Langue de procédure: le français

Parties

Partie requérante: Jean-François Jalkh (représentant: F. Wagner, avocat)

Autre partie à la procédure: Parlement européen

Conclusions

Annuler l’arrêt rendu le 17 octobre 2018 par la septième chambre du Tribunal de l’Union européenne (T-26/17) ;

Partant :

Annuler la décision du Parlement européen du 22 novembre 2016 adoptant le rapport n° A8-0319/2016 sur la demande de levée de l’immunité et des privilèges de Jean-François JALKH, membre du Parlement européen ;

Statuer ce que de droit quant au montant à allouer au requérant au titre des frais de procédure ;

Condamner le Parlement européen aux entiers dépens.

Moyens et principaux arguments

Les moyens du pourvoi sont tirés de la violation du droit de l’Union, de l’erreur de droit et de l’erreur de qualification de la nature juridique des faits, ainsi que de l’erreur manifeste d'appréciation.

Sur les observations liminaires de l’arrêt

Contrairement à l’affirmation du Tribunal figurant au point 21 de l’arrêt attaqué, l’absence de levée de l’immunité parlementaire ne prive pas une partie de la possibilité de poursuivre en France la réparation du préjudice au seul plan civil, sur le terrain de la faute (article 1240 du Code civil) contre un député.

Sur le premier moyen analysé par le Tribunal

L’analyse du Tribunal procède d’une confusion entre deux dispositions.

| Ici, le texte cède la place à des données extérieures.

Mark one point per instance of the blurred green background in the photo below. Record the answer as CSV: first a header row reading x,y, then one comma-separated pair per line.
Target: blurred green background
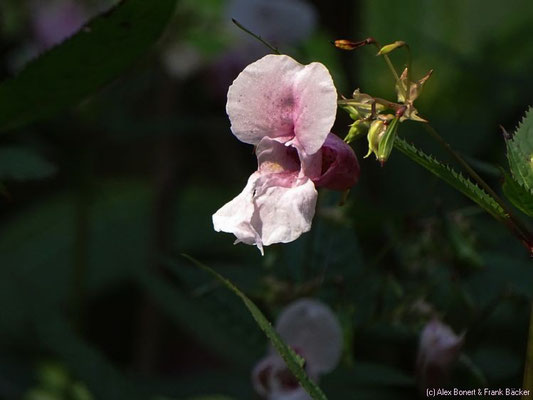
x,y
100,198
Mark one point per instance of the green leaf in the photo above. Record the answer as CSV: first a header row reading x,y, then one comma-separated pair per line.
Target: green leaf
x,y
21,164
210,330
92,58
518,194
293,361
520,151
453,178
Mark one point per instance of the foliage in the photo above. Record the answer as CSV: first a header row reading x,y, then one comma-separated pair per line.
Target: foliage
x,y
68,73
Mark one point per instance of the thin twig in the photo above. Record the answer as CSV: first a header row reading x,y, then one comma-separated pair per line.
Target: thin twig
x,y
249,32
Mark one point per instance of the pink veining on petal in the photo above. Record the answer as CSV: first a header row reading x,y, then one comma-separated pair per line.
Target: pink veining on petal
x,y
277,96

Le point H fait partie du raisonnement en référence à l’article 8 du Protocole n°7, sur l’expression des opinions, alors que le Tribunal développe son raisonnement sur ce même sujet aux points 44 à 46, en référence à l’article 9 du Protocole n°7, sur l’immunité qui renvoie aux dispositions nationales pertinentes.

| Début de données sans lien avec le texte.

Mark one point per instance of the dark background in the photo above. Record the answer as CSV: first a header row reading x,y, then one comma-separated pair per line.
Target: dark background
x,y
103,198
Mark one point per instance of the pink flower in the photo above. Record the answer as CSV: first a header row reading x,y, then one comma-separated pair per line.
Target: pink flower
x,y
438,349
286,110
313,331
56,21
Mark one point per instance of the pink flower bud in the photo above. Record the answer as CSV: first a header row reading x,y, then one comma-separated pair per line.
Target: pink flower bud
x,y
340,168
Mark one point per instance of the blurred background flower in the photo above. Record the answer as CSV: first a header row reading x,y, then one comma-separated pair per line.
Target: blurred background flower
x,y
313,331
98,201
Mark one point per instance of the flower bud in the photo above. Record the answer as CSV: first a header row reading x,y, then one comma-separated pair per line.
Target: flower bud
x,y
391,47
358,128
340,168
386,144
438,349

Sur les deuxième et troisième moyens examinés par le Tribunal

C’est par une erreur manifeste d’appréciation que le Tribunal ne donne pas au Document de travail de la Direction Générale des Études du Parlement européen sur « L’immunité Parlementaire dans les États Membres de la Communauté européenne et au Parlement européen, série Affaires juridiques » une valeur normative et ne prend pas en compte les principes qui y sont rappelés, ce qui le conduit à une appréciation erronée de l’article 9 du Protocole n°7 au regard des faits de l’espèce.

Sur le quatrième moyen examiné par le Tribunal

Sur la jurisprudence existante

Contrairement à ce que déclare le Tribunal il existait une jurisprudence bien établie du Parlement « consistant à rejeter les demandes de levée d’immunité parlementaire fondées sur des faits ayant trait à l’activité politique des députés » qui aurait dû le conduire à une conclusion différente sur la levée de l’immunité parlementaire

Sur le fumus persecutionis

Il n’y a aucun contrôle de la part des autorités judiciaires quant au caractère partisan ou non d’une association, ce que le Tribunal devait prendre en compte par simple lecture de la loi du 29 juillet 1881.

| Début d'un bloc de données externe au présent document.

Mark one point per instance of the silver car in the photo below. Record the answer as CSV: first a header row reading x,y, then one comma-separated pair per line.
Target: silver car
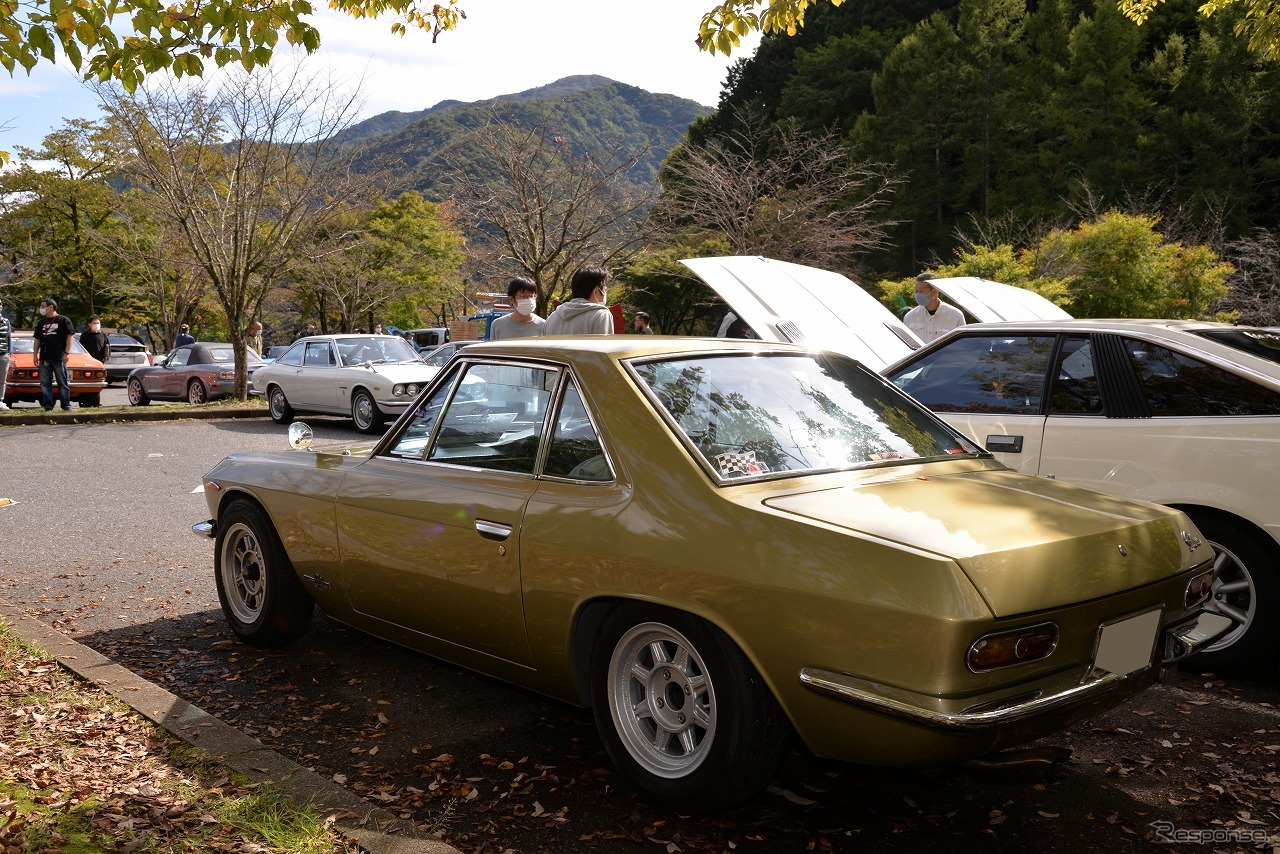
x,y
370,378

Le Tribunal pouvait vérifier, par l’examen du communiqué du Bureau National de Vigilance contre l’Antisémitisme, le caractère partisan de cette association qui demande la dissolution du Front National et qui est donc bien un adversaire politique de Jean-François Jalkh.

Il s’agit d’un cas identifié de fumus persecutionis.